The basic mode is actually quite simple: the user name and password are combined as user:password. This string is then encoded in base 64 and passed to the provider through the HTTP authorization header, as the following example demonstrates:
GET /sdata/myApp/myContract/-/customers HTTP/1.1 Host: localhost Authorization: Basic QWxhZGRpbjpvcGVuIHNlc2FtZQ==
The server decodes the Authorization header, extracts the user name and password and sets the authorization accordingly. If the user name or password is invalid, the server responds with a 401 Unauthorized response.
The digest mode is more complex. A good description can be found in the wikipedia article.
HTTP authentication is built into the standard HTTP infrastructure. Unless they implement the HTTP layer themselves, teams that implement SData providers or consumers don't need to worry about the low level protocol details. They just need to know the API to pass the credentials if they implement the consumer side, and the API to verify them if they implement the producer side.

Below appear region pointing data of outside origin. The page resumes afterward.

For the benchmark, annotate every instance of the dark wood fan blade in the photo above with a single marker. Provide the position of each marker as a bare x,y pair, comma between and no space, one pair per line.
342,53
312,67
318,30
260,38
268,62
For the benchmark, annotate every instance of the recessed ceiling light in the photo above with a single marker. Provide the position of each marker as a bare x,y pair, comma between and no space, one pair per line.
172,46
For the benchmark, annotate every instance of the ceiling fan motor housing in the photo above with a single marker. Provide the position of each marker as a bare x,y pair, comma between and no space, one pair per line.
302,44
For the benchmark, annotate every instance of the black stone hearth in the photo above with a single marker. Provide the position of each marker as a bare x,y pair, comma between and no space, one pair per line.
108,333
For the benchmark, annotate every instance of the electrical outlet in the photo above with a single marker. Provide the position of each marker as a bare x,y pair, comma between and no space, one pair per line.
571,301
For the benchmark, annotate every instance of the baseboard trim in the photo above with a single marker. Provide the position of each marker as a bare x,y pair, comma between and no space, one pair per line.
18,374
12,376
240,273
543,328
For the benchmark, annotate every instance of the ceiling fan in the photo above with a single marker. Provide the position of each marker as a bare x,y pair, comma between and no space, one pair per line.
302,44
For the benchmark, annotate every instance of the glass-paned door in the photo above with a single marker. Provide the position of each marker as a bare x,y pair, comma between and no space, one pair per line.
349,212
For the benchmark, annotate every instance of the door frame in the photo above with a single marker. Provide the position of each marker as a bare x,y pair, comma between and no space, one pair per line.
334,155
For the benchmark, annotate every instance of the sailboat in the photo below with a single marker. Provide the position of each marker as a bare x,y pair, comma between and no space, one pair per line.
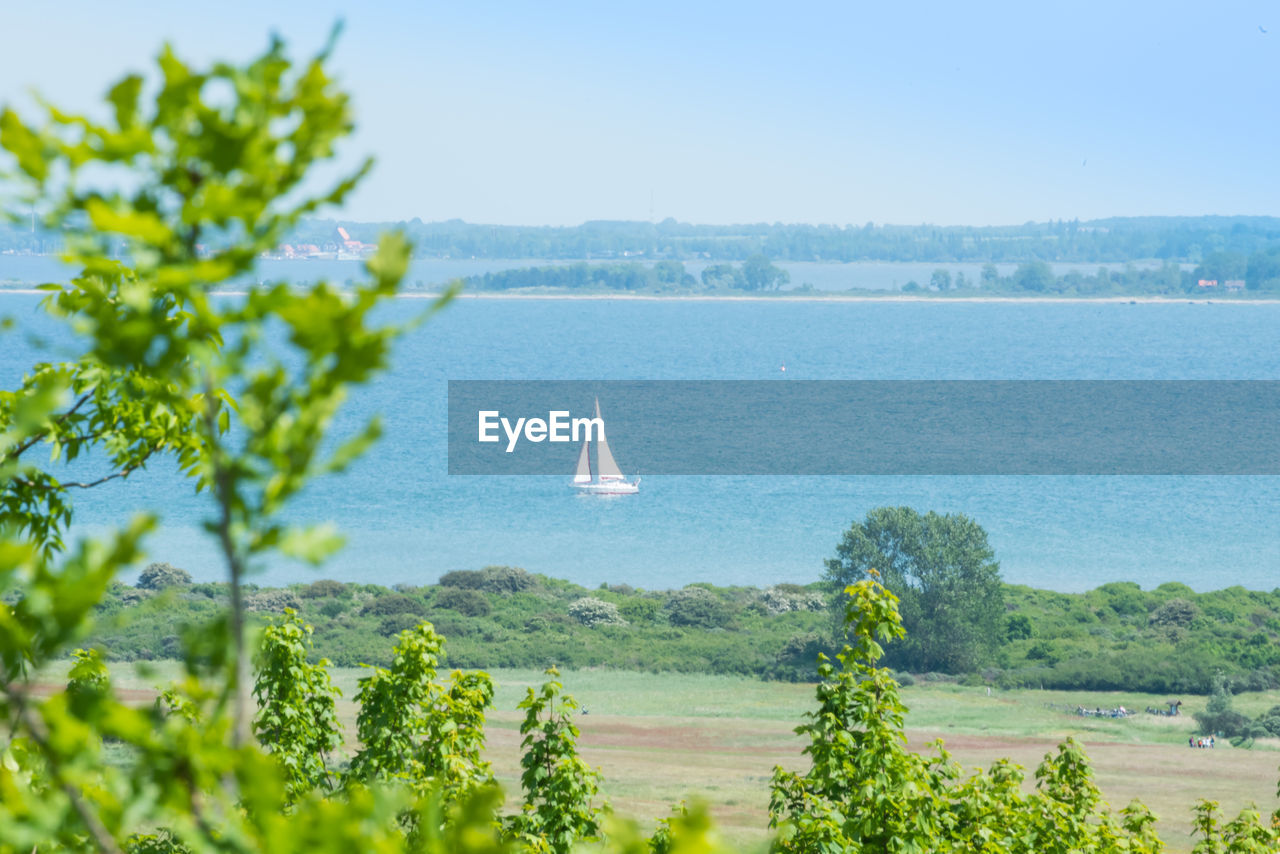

xmlhttp.open("GET", "http://www.example.com/sdata/myApp/myContract/-/customers", false, "admin", "sesame");
The consumer side doesn't need to worry about whether the provider requires basic or digest authentication. The HTTP protocol incorporates an exchange of information so that the consumer component selects the correct authentication mode. Components such as XMLHttpRequest do this automatically.
SData providers SHOULD use HTTP authentication, digest or basic, unless they use a more secure protocol like Sage SSO. HTTP basic SHOULD NOT be used over the internet, unless the communication is secured by HTTPS.